Saturday, September 25, 2010

Gratitude and Questions

Yesterday morning as I drove to work I marveled at the sky. Every imaginable shade and variation of gray, white, yellow, and blue was visible as the remains of last night's rain gently stepped aside to reveal a brand new sky. I miss New Mexico's skies almost every day, here they are always so obscured by trees. (They're everywhere, seriously...) But I do enjoy what the rain does to the sky here in South Carolina. And first thing in the morning on my way to work it is a glory to behold. I was feeling quite lucky to be up and moving about early enough to witness it.
I was also lucky enough to be a part of a lovely musical experience earlier this week when I went to a Jason Mraz concert. He's such a beautiful soul: fun-loving and playful but he also seems to have an element of child-like wonder juxtaposed with a sexy slice of life experiences. I sometimes think that maybe he and I were twins separated at birth - things he says, stuff he does, things he writes about - they all are things I have felt or thought or learned. Too bad we'll never be friends in real life - we'd probably have a ball together.
I think sometimes I need to work harder at showing Alex how much I love him. Words are how I communicate, but actions are what matter most to him. You think I'd be better at it after six years of marriage, but I suppose much of that time was spent figuring out myself and how to be me in our realtionship. I have a tendency to be way too self-involved. It's just so much easier to understand myself rather than those around me, even those to whom I am closest. How should I show it?

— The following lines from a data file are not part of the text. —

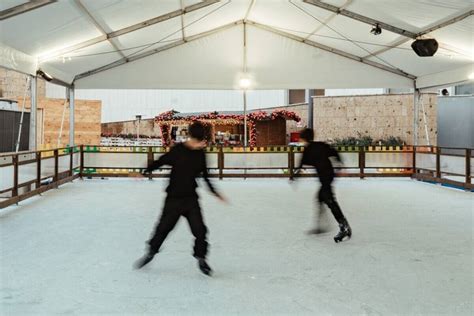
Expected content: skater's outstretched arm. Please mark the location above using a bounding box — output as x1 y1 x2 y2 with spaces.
201 151 220 197
293 148 309 180
326 144 342 163
144 148 176 173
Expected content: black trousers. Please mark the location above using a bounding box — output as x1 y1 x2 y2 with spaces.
318 177 344 224
148 197 208 258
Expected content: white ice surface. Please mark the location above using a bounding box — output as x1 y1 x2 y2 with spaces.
0 179 474 315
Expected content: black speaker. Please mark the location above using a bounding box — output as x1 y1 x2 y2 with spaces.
411 38 438 57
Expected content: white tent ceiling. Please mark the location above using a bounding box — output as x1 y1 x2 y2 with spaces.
0 0 474 89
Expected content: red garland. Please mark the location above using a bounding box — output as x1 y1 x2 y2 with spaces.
155 110 301 148
160 124 170 147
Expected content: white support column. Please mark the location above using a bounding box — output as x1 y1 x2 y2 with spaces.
28 77 38 150
68 86 75 147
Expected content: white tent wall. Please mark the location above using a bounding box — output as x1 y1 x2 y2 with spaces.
75 24 413 89
0 0 474 89
0 42 37 75
46 84 286 123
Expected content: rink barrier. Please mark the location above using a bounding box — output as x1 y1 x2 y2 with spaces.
0 146 82 209
0 145 474 209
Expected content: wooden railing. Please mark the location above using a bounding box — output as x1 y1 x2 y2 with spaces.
0 146 474 208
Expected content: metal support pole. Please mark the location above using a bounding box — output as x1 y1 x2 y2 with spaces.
68 86 75 147
53 149 59 187
217 145 224 180
15 76 31 152
412 146 417 174
359 147 365 179
69 147 74 177
244 90 248 147
36 151 41 189
436 147 441 179
28 77 38 151
79 145 84 179
466 148 471 189
413 88 420 146
12 154 18 197
288 146 295 180
305 89 314 128
147 146 155 180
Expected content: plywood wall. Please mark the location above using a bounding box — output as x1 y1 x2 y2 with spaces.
314 93 437 145
21 98 102 147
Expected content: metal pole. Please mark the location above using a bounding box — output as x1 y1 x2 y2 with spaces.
413 87 420 146
15 76 30 152
305 89 314 128
69 86 75 147
28 77 38 151
137 119 140 141
244 89 248 147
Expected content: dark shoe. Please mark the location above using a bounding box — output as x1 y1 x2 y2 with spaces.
308 227 329 235
134 252 155 269
198 258 212 276
334 219 352 243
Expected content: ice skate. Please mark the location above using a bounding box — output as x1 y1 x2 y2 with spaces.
334 219 352 243
308 227 329 235
308 203 330 235
198 258 212 276
133 252 155 269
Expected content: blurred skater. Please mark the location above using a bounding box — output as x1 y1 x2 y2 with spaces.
135 123 225 275
296 128 352 243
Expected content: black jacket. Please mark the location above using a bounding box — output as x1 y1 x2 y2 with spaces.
298 142 341 181
146 144 218 197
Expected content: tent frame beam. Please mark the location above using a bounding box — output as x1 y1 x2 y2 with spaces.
40 0 220 62
74 20 244 82
74 0 125 57
303 0 418 38
247 21 416 80
0 0 57 21
363 10 474 58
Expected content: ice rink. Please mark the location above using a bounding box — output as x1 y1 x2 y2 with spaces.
0 179 474 315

I really don't know what would be best. The kinds of things I do for him already he doesn't really seem to want or need. What's a girl to do?
Really good music, really good company, really high energy. Love, life, mystery, miracles, people, especially children. Friends. Health. Happiness. Sharing and coming together in unity for a purpose somehow greater than any one. Feeling sexy. No worries - although I've noticed that dancing when worried can relieve the pressure of those worries for awhile.

This little girl, dressed like a fairy and fascinated by a flower - that makes me want to dance.